Lockheed Martin Corp., AT&T Inc., and CenturyLink Inc., are the first companies to sign up for a U.S. program giving them classified information on cyber threats that they can package as security services for sale to other companies.
The Pentagon provides the classified threat signatures to the Department of Homeland Security, which in turn provides them to companies approved to receive such information, Eric Rosenbach, the deputy assistant secretary of defense for cyber policy, said in an interview. More companies are interested in participating in the program, he said.
“The vision is we take something unique that isn’t available in the public domain and give it to the private sector and rely on their ability to innovate, push and market,” said Rosenbach, who previously was a national security adviser to former Senator Chuck Hagel, President Barack Obama’s choice to be the next defense secretary.
The move to create a market based on classified U.S. information about cyber threats follows the failure by Congress in November to pass legislation that would have required companies operating critical infrastructure -- such as electrical grids or telecommunications networks -- to adopt voluntary security standards. The measure was opposed by the U.S. Chamber of Commerce, which argued that the proposed standards might transform into burdensome regulations.
The program to share classified information, called Defense Industrial Base Enhanced Cybersecurity Services, will help U.S. companies get protection that’s not been available in the commercial market, said Alan Paller, director of research at the SANS Institute, a computer-security training company based in Bethesda, Maryland.
A cyber intrusion-prevention service built on U.S. classified information “will absolutely protect companies against things they wouldn’t have been protected against,” Paller said in a phone interview.

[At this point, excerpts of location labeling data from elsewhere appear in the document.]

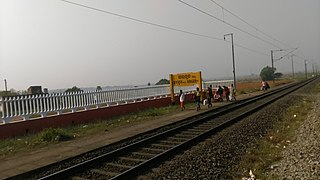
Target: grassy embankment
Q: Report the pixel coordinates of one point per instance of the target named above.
(264, 157)
(50, 136)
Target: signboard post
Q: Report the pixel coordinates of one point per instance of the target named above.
(185, 79)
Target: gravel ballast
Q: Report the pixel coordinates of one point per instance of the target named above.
(301, 160)
(216, 157)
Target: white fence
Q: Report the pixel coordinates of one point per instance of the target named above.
(27, 106)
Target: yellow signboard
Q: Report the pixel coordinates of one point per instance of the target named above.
(186, 79)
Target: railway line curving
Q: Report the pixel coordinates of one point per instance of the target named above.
(130, 158)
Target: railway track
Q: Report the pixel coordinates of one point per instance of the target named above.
(130, 160)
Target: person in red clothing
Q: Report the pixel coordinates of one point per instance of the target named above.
(226, 92)
(181, 97)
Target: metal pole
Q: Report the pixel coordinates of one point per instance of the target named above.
(292, 67)
(5, 86)
(234, 69)
(272, 59)
(305, 68)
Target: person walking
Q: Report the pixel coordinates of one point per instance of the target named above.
(209, 96)
(181, 97)
(220, 91)
(233, 93)
(197, 97)
(227, 92)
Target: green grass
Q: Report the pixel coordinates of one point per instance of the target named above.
(268, 151)
(57, 135)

Only the Pentagon has “very deep access to people who have been attacked and deep technical skills to analyze” such attacks and develop signatures, or unique characteristics, of a cyber assault, Paller said.
The Pentagon may learn about a particular type of cyber attack on a power company and glean its telltale signs, Paller said. “But how does the government let power companies know” they’re vulnerable? Paller asked. Letting a group of companies with security clearances take that information and sell it to others is “a really good idea, it’s the right way to do it.”
Pentagon officials hope the model will expand beyond critical infrastructure such as power plants to others, said Richard Hale, the Defense Department’s deputy chief information officer.
“The idea was if the government knew something, figure out a way to share it in a way that kept it private but still allowed the protection benefits to flow from that,” Hale said in an interview.
Potential customers for the cyber-threat service must be approved by the Pentagon.
Participation in the program by Bethesda, Maryland based Lockheed Martin combines cooperation with the government and the company’s own technical skills “to better protect our nation and its critical infrastructure from the most serious of cyber threat,” Nettie Johnson, a spokeswoman for the world’s biggest defense contractor, said in an e-mail.
CenturyLink is “seeing strong demand from private companies,” Linda Johnson, a spokeswoman for the Monroe, Louisiana-based telecommunications company, said in an e-mail. She declined to name companies that have expressed interest in buying the service.
Michael Balmoris, a spokesman for Dallas-based AT&T, the largest U.S. telephone company, declined to comment.
The program to share classified information with defense contractors and Internet service providers for resale grew out of an experiment that began four years ago, when the Pentagon and a group of U.S. defense contractors started sharing unclassified information on data loss and securing company computer networks, Hale said.
That initiative, which began with 36 defense contractors now has 71 companies with an additional 22 waiting to join, Hale said.